Unified ASR inference framework — multi-backend, optimized for consumer GPUs

These details have not been verified by PyPI

Project links

Project description

SonicScribe

SonicScribe is a unified speech-to-text framework that picks the best ASR model for your hardware and gives you one consistent API. It wraps five production backends — from lightweight CPU models to the fastest GPU engines — so you don't have to choose between speed, accuracy, and ease of use.

On a single consumer GPU (RTX 4070 Ti), SonicScribe transcribes audio up to 53x faster than real-time with 0.67% WER on LibriSpeech — better accuracy and speed than any single open-source ASR tool available today.

Benchmark

Comparison against popular ASR tools

All numbers measured on the same 30-utterance LibriSpeech val.clean slice (131.8s of real English speech), single RTX 4070 Ti GPU, 16-bit precision where applicable.

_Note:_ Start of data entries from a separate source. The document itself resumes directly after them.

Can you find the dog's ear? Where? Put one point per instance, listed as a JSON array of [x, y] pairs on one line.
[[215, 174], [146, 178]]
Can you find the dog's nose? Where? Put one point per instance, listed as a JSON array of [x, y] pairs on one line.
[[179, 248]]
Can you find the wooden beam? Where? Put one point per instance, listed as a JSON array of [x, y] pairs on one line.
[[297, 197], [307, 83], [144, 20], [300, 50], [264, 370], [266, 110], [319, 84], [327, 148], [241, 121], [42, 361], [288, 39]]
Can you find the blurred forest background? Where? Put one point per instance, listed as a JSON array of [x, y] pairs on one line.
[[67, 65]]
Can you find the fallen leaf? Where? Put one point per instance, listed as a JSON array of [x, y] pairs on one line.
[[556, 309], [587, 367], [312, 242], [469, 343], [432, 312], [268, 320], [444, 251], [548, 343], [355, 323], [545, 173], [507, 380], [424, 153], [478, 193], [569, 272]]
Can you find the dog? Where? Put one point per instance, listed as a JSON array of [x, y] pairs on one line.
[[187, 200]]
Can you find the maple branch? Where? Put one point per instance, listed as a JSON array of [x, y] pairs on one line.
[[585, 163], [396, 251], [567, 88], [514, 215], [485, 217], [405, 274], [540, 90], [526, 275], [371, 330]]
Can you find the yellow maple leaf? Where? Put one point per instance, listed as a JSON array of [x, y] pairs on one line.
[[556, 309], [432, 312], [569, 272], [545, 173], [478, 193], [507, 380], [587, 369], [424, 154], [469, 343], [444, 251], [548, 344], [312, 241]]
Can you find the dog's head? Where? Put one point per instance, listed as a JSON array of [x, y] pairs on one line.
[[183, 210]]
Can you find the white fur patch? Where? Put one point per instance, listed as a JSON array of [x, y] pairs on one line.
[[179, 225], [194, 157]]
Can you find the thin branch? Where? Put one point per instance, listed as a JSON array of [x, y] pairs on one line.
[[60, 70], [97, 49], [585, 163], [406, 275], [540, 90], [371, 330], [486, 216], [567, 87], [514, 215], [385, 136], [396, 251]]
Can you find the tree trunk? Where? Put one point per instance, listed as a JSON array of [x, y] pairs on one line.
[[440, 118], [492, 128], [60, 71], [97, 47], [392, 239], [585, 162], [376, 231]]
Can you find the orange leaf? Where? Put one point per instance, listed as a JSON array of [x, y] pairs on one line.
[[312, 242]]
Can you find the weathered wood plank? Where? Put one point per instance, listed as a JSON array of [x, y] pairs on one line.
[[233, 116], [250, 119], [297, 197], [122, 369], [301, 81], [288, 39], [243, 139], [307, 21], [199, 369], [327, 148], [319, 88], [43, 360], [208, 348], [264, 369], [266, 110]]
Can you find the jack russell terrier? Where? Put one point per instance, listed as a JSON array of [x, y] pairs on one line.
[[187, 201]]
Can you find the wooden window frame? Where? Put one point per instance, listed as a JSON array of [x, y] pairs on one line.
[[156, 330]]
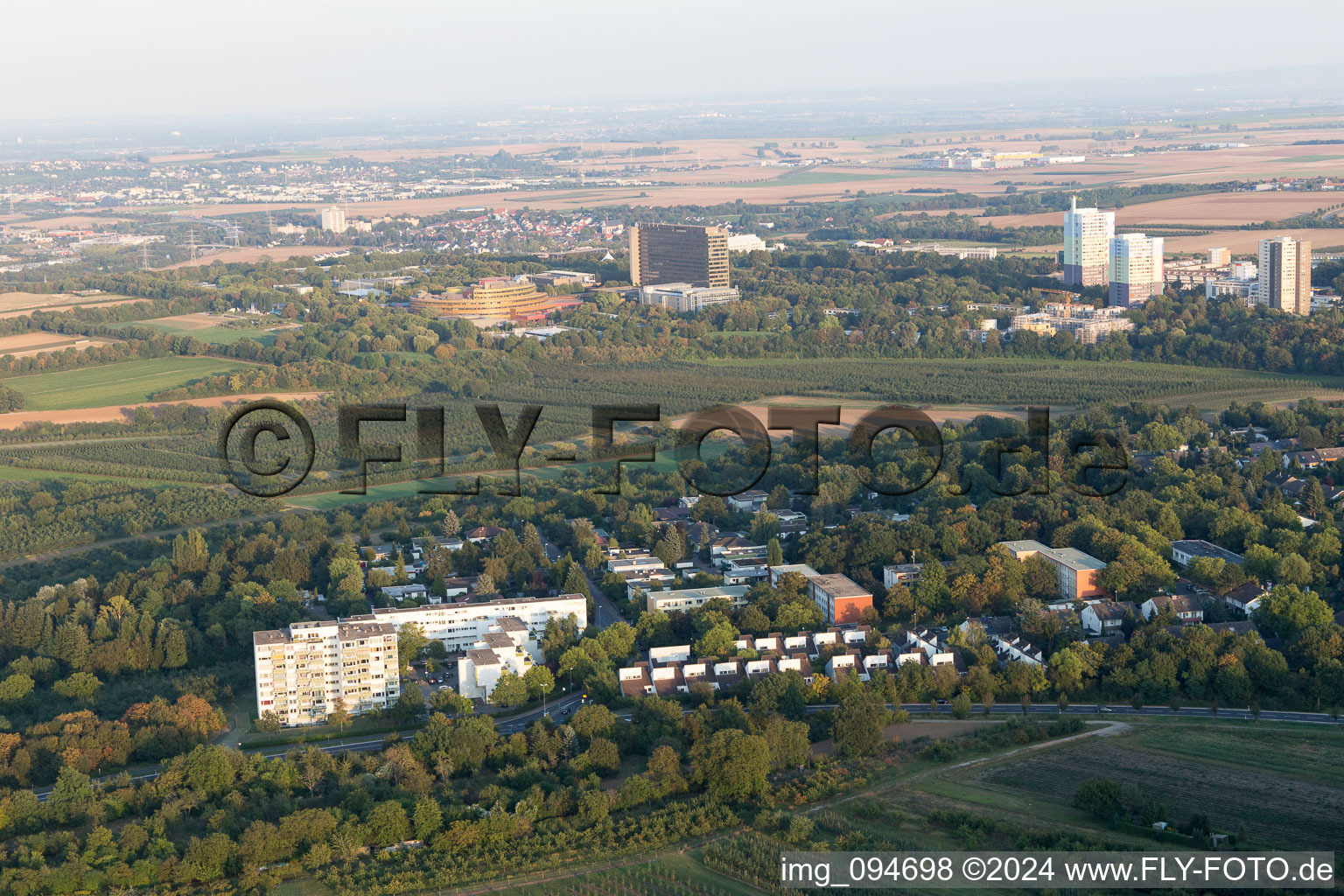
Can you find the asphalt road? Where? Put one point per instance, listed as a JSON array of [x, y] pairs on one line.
[[604, 610]]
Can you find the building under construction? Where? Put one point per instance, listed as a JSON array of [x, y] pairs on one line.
[[1088, 324]]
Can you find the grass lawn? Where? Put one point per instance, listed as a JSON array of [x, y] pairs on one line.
[[214, 335], [124, 383], [1225, 771]]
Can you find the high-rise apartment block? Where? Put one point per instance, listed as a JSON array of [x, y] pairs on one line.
[[333, 220], [683, 298], [1285, 274], [1088, 234], [1136, 269], [679, 254], [312, 669]]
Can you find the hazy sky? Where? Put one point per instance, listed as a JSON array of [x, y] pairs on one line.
[[85, 60]]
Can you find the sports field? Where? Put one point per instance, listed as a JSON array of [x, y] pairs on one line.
[[127, 383]]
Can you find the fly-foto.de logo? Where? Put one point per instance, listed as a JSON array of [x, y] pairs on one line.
[[268, 449]]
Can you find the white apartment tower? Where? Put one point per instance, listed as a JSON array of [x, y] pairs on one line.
[[333, 220], [303, 675], [1285, 274], [1136, 269], [1088, 234]]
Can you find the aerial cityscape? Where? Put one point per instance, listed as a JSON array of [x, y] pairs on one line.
[[484, 456]]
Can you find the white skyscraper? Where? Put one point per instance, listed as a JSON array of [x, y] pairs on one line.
[[333, 220], [1285, 274], [1088, 234], [1136, 269]]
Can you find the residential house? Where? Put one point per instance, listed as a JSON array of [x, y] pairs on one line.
[[840, 598], [1105, 617], [1186, 607], [747, 501], [1187, 550]]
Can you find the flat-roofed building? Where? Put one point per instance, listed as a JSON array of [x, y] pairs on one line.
[[458, 626], [1136, 269], [564, 278], [312, 669], [679, 253], [1077, 571], [1187, 550], [686, 599], [1285, 274], [506, 647], [1088, 233], [797, 569], [495, 298], [839, 597], [686, 298]]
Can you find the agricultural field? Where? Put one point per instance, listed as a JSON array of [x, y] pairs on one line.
[[22, 304], [220, 329], [1223, 210], [1225, 771], [29, 344], [912, 382], [125, 383]]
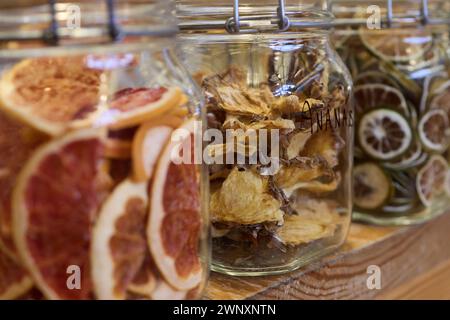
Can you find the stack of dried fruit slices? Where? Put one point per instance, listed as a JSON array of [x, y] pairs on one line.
[[403, 121], [91, 204]]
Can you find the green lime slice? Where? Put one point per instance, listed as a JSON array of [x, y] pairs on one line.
[[433, 130], [384, 134], [372, 186]]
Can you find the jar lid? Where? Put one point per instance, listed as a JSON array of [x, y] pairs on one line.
[[252, 16], [37, 23], [398, 13]]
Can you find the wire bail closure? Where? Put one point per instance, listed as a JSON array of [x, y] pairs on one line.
[[51, 36], [236, 23], [423, 18]]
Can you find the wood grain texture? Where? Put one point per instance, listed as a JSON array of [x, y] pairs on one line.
[[401, 253], [434, 284]]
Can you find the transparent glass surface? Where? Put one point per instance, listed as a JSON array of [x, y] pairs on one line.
[[402, 111], [280, 204], [98, 199]]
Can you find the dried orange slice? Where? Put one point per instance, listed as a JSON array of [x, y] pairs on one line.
[[51, 94], [17, 142], [118, 243], [134, 106], [14, 281], [58, 194], [174, 224], [148, 142]]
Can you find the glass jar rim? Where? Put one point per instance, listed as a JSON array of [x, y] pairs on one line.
[[50, 22], [268, 16]]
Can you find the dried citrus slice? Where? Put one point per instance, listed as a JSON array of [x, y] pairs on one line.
[[118, 243], [431, 179], [14, 282], [17, 142], [148, 142], [447, 182], [133, 106], [174, 224], [51, 94], [372, 186], [414, 157], [370, 96], [384, 134], [149, 284], [433, 130], [397, 45], [117, 148], [144, 282], [441, 98], [58, 194]]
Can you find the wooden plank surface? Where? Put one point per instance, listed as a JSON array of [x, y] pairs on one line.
[[434, 284], [402, 254]]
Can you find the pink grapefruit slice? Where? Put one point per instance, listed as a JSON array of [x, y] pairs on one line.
[[56, 199]]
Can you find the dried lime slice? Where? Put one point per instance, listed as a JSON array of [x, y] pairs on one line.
[[372, 186], [370, 96], [433, 128], [410, 159], [433, 86], [431, 179], [384, 134], [441, 98], [399, 45]]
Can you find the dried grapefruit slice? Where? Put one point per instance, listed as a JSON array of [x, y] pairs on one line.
[[148, 142], [431, 179], [149, 284], [144, 282], [58, 194], [174, 224], [118, 243], [51, 94], [117, 148], [370, 96], [14, 282], [134, 106], [17, 142]]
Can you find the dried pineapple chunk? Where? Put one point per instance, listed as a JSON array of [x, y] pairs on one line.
[[326, 144], [315, 222], [244, 199], [302, 170]]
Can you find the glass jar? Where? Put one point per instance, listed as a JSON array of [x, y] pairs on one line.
[[402, 110], [100, 196], [280, 130]]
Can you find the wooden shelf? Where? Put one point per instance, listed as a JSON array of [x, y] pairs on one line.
[[411, 259]]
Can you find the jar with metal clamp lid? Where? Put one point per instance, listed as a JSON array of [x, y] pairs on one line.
[[280, 130], [396, 52], [100, 194]]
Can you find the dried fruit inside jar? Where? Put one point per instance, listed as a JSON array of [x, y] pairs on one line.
[[402, 122], [279, 162], [93, 203]]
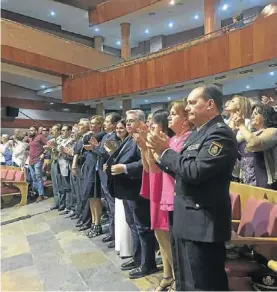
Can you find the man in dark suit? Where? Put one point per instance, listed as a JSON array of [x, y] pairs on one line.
[[202, 207], [110, 122], [126, 171]]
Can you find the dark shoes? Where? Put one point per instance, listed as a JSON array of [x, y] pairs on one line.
[[107, 239], [53, 208], [129, 265], [141, 272], [111, 244]]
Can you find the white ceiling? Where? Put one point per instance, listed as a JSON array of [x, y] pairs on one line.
[[76, 20]]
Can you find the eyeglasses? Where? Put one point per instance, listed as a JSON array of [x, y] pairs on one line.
[[130, 121]]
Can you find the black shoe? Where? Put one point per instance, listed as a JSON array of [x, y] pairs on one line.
[[64, 212], [107, 238], [53, 208], [97, 231], [129, 265], [79, 223], [111, 244], [84, 227], [141, 272]]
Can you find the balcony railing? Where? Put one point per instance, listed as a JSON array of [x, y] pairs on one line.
[[181, 46]]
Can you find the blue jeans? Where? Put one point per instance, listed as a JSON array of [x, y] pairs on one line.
[[36, 174]]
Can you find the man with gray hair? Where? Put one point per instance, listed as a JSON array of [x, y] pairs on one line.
[[125, 166]]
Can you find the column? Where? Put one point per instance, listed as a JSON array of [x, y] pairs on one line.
[[125, 41], [126, 105], [100, 109], [211, 20], [98, 42], [156, 43]]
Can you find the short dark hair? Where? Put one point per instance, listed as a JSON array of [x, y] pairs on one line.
[[69, 127], [215, 93], [115, 117], [160, 117]]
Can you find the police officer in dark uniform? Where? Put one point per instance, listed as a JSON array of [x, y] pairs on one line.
[[202, 207]]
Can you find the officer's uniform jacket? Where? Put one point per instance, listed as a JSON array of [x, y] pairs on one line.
[[203, 168]]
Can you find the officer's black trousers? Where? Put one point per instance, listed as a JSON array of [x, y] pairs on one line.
[[199, 265]]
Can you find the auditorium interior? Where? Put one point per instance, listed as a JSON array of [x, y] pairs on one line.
[[75, 73]]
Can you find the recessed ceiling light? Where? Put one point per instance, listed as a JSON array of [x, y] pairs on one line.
[[225, 7]]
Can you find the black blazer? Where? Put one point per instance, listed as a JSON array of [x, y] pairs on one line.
[[203, 168], [126, 186]]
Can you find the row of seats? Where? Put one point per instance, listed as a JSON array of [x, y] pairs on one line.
[[12, 175]]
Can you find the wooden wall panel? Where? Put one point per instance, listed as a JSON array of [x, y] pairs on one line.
[[116, 8], [252, 44], [198, 61], [246, 46], [38, 62], [234, 50], [218, 49]]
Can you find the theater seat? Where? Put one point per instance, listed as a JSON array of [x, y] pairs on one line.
[[259, 219], [19, 176], [10, 175], [4, 172]]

Tool / model	WER	Speed	Notes
SonicScribe (Parakeet TDT v3, CUDA)	0.67%	53.4x RT	best WER + fastest
SonicScribe (Parakeet TDT v3, CPU)	0.67%	19.9x RT	no GPU needed
SonicScribe (Moonshine/base, CPU)	1.34%	20.9x RT	MIT, 61M params
SonicScribe (Qwen3-ASR-0.6B, CUDA)	1.57%	14.1x RT	30+ languages
faster-whisper large-v3 (fp16 CUDA)	1.79%	11.4x RT	via SonicScribe whisper backend
HF Whisper large-v2 (fp16 CUDA)	2.01%	13.6x RT	via SonicScribe hf_whisper backend
openai/whisper large-v2 (fp16 CUDA)*	~3%	~4x RT	reference from upstream benchmarks

* openai/whisper numbers are approximate from published benchmarks on comparable hardware; not measured on our test slice.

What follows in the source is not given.